Bienaventurados nosotros
Parece
ser que el Mahatma Gandhi consideraba el Sermón del Monte del evangelio de Mateo
como la página más iluminadora de la literatura mundial. Una página que ha
inspirado a muchas personas, en la historia, y que, con razón, es considerada como
la Carta Constitucional del Reino de Dios. Un discurso que Jesús pronuncia a la
orilla del lago de Tiberiades, al norte de Palestina, en Galilea, no lejos de
la casa familiar de en Nazaret y de Cafarnaúm. Un discurso en el que Mateo
trata de sintetizar gran parte de la doctrina del nazareno, proponiéndolo como
un nuevo Moisés que desde la montaña (en realidad una pequeña colina) entrega
las “nuevas” tablas de la Ley. Un discurso que comienza con las Bienaventuranzas
que acabamos de escuchar, un texto bastante repetido, pero desgraciadamente,
poco conocido - incluso por los cristianos - y aún menos entendido.
Son
ocho afirmaciones que son como latigazos, ocho afirmaciones que, si las tomáramos
en serio, pondrían del revés nuestras perspectivas y descabalgarían nuestras pocas
certezas. ¡Tal vez por eso las tenemos prácticamente ignoradas!

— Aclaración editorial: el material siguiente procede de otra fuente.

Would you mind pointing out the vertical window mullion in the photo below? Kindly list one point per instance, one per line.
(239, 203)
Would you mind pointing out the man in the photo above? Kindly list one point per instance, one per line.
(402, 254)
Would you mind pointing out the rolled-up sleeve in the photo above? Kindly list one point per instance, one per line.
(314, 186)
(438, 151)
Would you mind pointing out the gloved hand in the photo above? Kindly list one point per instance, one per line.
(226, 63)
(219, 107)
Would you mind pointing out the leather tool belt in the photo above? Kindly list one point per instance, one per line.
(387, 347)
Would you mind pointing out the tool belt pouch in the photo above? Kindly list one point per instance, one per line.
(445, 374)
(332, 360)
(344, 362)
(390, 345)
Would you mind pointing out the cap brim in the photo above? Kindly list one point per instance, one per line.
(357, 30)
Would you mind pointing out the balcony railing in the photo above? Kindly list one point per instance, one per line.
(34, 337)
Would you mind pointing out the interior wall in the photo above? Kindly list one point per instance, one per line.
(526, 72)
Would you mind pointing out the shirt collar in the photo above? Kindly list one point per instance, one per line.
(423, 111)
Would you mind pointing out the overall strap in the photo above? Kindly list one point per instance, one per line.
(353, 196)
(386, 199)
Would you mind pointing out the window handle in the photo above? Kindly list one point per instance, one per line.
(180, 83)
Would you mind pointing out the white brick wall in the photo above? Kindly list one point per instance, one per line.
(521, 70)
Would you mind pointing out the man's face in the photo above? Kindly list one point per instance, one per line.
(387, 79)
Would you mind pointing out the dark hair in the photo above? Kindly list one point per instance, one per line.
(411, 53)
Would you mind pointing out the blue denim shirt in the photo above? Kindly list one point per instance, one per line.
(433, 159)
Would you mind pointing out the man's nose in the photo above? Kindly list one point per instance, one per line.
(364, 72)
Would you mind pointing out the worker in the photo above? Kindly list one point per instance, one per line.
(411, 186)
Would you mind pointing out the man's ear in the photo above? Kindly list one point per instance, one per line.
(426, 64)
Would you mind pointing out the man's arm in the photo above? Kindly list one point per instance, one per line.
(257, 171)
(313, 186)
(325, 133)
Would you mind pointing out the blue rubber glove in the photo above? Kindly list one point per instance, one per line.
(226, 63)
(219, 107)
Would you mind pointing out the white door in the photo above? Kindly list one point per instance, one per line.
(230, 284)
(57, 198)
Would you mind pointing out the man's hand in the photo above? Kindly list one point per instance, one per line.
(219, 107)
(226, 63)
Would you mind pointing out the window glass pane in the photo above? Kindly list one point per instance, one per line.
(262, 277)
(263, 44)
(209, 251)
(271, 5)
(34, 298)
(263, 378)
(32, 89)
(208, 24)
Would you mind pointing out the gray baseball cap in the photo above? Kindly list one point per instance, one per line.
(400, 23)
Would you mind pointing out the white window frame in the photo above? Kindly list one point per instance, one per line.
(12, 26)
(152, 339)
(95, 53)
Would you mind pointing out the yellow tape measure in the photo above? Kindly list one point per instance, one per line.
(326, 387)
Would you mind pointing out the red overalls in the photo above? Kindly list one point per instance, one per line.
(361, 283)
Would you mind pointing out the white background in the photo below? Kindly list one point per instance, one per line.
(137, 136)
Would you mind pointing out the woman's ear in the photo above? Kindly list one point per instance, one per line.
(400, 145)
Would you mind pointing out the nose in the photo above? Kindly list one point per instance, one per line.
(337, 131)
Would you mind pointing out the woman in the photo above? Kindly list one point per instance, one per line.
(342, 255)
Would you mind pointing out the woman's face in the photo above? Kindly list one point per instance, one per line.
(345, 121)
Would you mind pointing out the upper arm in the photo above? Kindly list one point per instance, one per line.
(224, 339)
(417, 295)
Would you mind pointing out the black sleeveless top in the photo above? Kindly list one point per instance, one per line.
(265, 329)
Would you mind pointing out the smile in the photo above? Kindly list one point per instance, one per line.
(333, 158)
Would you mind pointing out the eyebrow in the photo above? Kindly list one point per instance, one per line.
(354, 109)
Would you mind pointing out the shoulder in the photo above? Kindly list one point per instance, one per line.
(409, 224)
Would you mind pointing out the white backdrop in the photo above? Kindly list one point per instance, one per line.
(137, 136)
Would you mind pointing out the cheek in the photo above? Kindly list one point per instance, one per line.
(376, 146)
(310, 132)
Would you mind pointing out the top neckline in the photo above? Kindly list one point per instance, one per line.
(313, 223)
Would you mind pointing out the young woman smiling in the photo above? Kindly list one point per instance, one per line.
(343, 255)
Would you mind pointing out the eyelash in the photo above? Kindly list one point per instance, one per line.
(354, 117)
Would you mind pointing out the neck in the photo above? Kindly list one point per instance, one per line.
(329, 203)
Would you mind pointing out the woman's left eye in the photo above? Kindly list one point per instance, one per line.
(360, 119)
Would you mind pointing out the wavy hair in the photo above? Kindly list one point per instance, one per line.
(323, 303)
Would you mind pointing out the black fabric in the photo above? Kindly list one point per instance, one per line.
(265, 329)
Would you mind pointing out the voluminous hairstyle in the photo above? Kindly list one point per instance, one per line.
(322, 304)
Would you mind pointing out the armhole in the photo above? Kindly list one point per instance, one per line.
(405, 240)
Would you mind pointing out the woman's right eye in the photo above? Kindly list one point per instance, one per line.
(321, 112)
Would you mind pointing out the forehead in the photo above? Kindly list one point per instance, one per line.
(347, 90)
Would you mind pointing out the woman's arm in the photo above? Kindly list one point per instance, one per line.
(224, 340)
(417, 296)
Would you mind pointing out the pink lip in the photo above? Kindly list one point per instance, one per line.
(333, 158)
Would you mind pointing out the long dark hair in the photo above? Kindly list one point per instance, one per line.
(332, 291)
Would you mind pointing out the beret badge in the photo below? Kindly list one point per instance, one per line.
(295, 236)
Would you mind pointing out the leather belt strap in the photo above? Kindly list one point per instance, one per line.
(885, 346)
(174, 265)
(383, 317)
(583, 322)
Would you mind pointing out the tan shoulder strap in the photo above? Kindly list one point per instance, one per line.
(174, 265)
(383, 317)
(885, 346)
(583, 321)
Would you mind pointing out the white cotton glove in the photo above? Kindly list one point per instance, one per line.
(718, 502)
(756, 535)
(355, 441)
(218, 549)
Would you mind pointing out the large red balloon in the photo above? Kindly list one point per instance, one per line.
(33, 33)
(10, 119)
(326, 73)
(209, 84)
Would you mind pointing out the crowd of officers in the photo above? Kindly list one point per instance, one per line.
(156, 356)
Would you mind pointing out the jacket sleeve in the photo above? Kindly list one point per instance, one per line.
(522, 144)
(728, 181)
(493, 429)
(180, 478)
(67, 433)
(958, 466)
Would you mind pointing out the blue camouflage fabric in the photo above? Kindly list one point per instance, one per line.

Bienaventurados los desgraciados
Jesús
indica apodícticamente en qué consiste la felicidad, el sentido de la vida y la
plena realización. ¡Por fin, ya era hora!, podíamos decir.
Pero
una primera lectura nos deja descolocados con lo que allí señala Mateo. Jesús parece
que exalta la pobreza, el llanto, la resignación y la persecución.
¿Cómo
es posible? ¿Confirma Jesús la terrible impresión que dan muchos cristianos de
ser almas dolientes, tristes y lloronas? ¿Valora Jesús la idea de que la vida es
una concatenación de desgracias y que el cristianismo algo doloroso y crucificante?
¿Volvemos al cliché del cristianismo como una religión que exalta el
sufrimiento como instrumento de expiación?
No,
en absoluto, estad tranquilos. Lo que de verdad Jesús propone es una auténtica
revolución interior. Nos describe, más que cualquier otra página del Evangelio,
cuál es la profunda identidad del cristiano.
Bienaventurados
- Bienaventurados
los pobres en el espíritu, porque de ellos es el reino de los cielos. Es decir, bienaventurados los que son conscientes de
su pobreza interior, del límite que llevan impreso en el corazón y que, por
tanto, buscan el sentido de la vida y lo buscan en otro lugar, más allá de la
rutina cotidiana. Y también bienaventurados los que viven con un corazón sencillo,
esencial, transparente. Bienaventurados porque, aunque no se den cuenta, están
dejando que Dios reine en ellos.
- Bienaventurados los que lloran, porque ellos serán consolados. Bienaventurados los que, incluso estando en pleno sufrimiento, saben volver la mirada más allá del horizonte, hacia el Dios que hace compañía, que “con-suela”, que está con quien está solo. Bienaventurado el que sabe que la vida está insertada en un gran proyecto y que, aunque alguna vicisitud individual humana puede ser envilecedora y podemos ser derrotados, sin embargo, el gran proyecto de Dios avanza sin detenerse. Bienaventurado quien descubre que la vida es preciosa a los ojos de Dios y que ninguna persona, jamás, está sola y abandonada, porque “cada cabello de nuestra cabeza está contado” (Mt 10, 30) y “nuestras lágrimas recogidas” (Sal 56, 9) porque el Dios de Jesús protege a “los gorriones que se venden por dos céntimos” (Lc 12, 6). El sufrimiento, por tanto, no es la palabra definitiva de la vida.